Alya da fikrimi onaylayınca evden çıktık. Çınarla Melih beraber oturuyolardı. İkisinin de ailesi Almanya 'da yasıyordu. Ama Melih'le Çınar balıkesirde kalmayı istiyordu.
Arada sırada Almanya'ya giderlerdi.
Ama orayı sevmediklerini söylerlerdi.
Kapının önüne geldiğimizde hızla kapıyı çaldık. Açan olmamıştı. Kapının önünde biraz bekledik ve defalarca Melihi ve Çınarı aradık fakat acmadılar.
Umudumuzu kaybedip okula gittik.
Belki okulda olabilirlerdi.
Okula gittiğimiz de okulda da bulamamistık. Okuldan çıktığımızda evlerinin yolunu tuttuk. Tekrar evin önüne geldiğimizde hızla kapıyı çaldık.
Kapıyı Çınar açmıstı. Gözü morarmış ve dudağı patlamıştı.
"Çınar ne oldu sana." diye ikimizde bağırdık.
"Sakin kızlar içeri geçin hadi."
İçeri geçtiğimizde kanepede uzanan Melih'in burnu kanıyordu ve yüzünde hafif morluklar vardı.
"Melih bu halin ne?"
"Gel güzellik buraya.". dedi yanına gittiğimde belime sarılıp ellerimi öptü. "Bi soru sordum Melih."diyerek homurdandım.

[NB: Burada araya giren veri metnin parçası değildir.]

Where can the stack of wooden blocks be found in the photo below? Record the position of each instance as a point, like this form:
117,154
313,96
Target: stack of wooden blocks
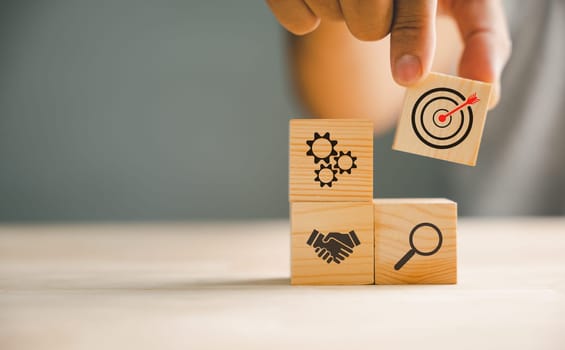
339,233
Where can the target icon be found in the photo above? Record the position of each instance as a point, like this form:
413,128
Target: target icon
442,117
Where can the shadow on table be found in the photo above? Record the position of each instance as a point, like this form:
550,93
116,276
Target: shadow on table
240,283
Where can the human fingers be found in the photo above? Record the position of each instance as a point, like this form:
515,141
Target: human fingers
294,15
368,20
326,9
412,41
486,41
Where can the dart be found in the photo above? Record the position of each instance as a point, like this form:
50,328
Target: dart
472,99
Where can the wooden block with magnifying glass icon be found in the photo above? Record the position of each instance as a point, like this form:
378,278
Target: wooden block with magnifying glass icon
443,117
415,241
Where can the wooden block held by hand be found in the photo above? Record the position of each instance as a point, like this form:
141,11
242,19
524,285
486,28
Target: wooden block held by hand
443,117
415,241
332,243
331,160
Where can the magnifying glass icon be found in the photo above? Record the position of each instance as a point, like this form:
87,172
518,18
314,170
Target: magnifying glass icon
413,250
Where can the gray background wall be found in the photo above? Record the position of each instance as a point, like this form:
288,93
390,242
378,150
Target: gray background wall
154,109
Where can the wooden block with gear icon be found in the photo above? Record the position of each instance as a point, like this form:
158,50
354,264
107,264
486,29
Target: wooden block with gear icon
331,160
415,241
332,243
443,117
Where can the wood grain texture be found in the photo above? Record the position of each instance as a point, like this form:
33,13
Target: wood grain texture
355,136
394,220
457,138
218,285
326,217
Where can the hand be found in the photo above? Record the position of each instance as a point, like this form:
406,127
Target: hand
411,23
333,247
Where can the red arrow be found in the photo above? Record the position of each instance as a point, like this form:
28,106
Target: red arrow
470,100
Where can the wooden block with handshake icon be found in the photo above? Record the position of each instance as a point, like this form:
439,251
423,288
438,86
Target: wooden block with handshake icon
339,233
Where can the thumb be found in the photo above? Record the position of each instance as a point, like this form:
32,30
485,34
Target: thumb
412,41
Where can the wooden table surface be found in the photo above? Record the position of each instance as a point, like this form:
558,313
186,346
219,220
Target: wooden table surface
226,285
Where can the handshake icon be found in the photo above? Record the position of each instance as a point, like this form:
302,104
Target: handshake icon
333,247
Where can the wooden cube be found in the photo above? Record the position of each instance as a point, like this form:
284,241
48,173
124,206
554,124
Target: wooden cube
332,243
331,160
415,241
443,117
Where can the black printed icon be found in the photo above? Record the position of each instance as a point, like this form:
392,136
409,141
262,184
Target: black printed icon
333,247
325,175
414,250
442,117
322,149
345,162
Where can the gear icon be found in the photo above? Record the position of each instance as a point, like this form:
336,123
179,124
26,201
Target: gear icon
325,175
321,148
345,162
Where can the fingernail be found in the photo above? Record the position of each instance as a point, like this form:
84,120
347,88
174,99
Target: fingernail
407,69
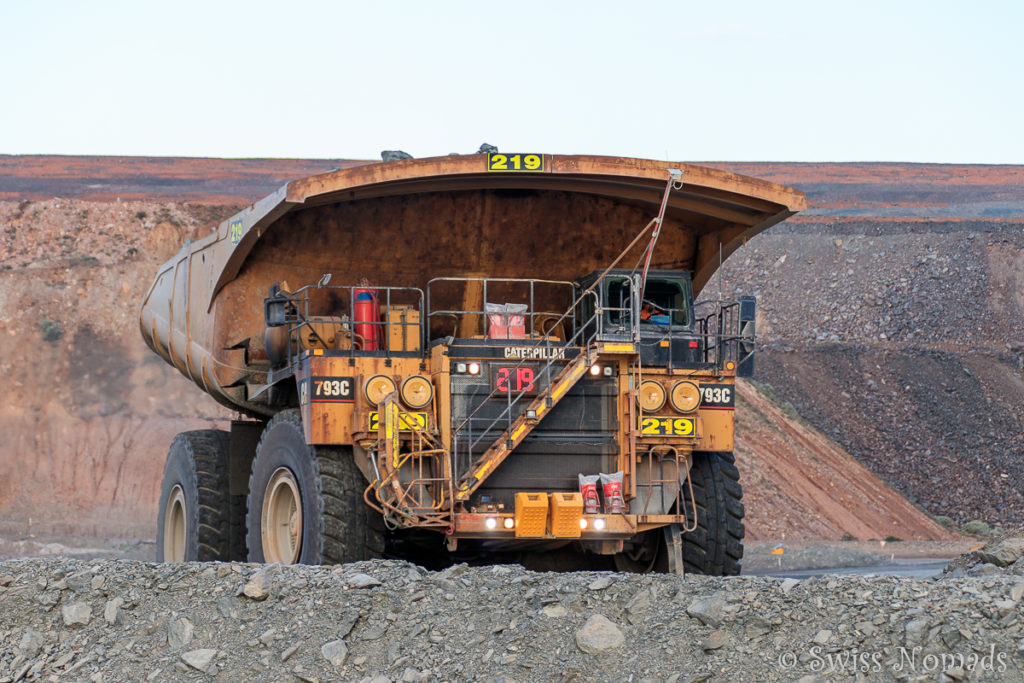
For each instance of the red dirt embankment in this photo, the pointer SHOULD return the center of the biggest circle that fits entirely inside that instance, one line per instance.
(800, 484)
(88, 412)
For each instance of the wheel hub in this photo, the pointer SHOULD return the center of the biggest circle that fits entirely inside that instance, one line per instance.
(175, 525)
(282, 518)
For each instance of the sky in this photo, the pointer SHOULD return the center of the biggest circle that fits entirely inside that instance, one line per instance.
(897, 80)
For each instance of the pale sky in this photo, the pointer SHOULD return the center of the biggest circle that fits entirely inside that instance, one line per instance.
(685, 81)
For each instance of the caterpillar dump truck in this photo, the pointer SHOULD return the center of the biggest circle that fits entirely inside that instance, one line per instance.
(484, 353)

"Önemli bi şey değil sen kafana takma." Diyerek sırıttı.
"Nasıl önemli değil şu yüzünün haline bak." deyip gözlerimi devirdim
"Minel uykum var uyumak istiyorum gel yanıma uzan beni uğraştırma."
"Yüzüne pansuman yapalım." diyip pansuman yapmaya koyuldum.
"Uyandığım da neden yanımda değildin." diyerek yeni bi soru yönelttim.
"İşim vardı bende gitmek istemez- dim." deyip beni kendine çekti ve sarıldı. Uyuyordu öküz. Kafamda bir sürü soru işaretleri vardı. Ama bende herşeyi bi kenara bırakıp kokusunu içime çekerek uyuyacaktım.